On its English-language web site, Bank of Moscow calls itself “one of the leading commercial banks in Russia.” It boasts that “all your dreams will come true with a Bank of Moscow cash loan.”
Its financial statement provides a glimpse of how the U.S. and Europe hope to pressure Russia. The bank reported it’s the authorized bond dealer for the city of Moscow, that city’s financial agent and provides financing for regional and municipal governments.
Goldman Sachs purchased almost 3.9 percent of the bank in 2010 but sold it a year later.
The U.S. also will suspend all Export-Import Bank financing for deals in Russia, a move championed by House Financial Services Committee Chairman Jeb Hensarling, R-Texas, who called it “the right decision.”
Republicans have called for providing lethal military aid to Ukraine, but Obama called for resolving the crisis diplomatically, noting the Ukrainians are better armed than the separatists.
Ukraine’s new defense minister, Valeriy Heletey, renewed his government’s pleas for weapons from the United States in a call Monday with Defense Secretary Chuck Hagel.
Pentagon spokesman Rear Adm.
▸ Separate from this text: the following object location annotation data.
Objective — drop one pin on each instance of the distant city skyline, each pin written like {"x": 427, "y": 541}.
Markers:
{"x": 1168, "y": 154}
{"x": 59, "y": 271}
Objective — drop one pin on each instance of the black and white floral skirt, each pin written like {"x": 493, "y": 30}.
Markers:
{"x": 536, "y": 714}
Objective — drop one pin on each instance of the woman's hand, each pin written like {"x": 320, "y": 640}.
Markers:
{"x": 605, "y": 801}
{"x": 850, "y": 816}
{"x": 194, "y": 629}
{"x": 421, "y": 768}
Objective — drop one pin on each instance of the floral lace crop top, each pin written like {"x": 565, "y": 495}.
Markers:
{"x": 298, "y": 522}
John Kirby said the Defense Department is weighing the request and that night-vision goggles are on their way to Ukrainian forces, following the provision of other nonlethal materials including thermal-imaging equipment, Kevlar helmets, radios and robots that can defuse and dispose of bombs.
Clark and Hall reported from Washington, Schofield from Berlin. John Morwitz and James Rosen contributed from Washington.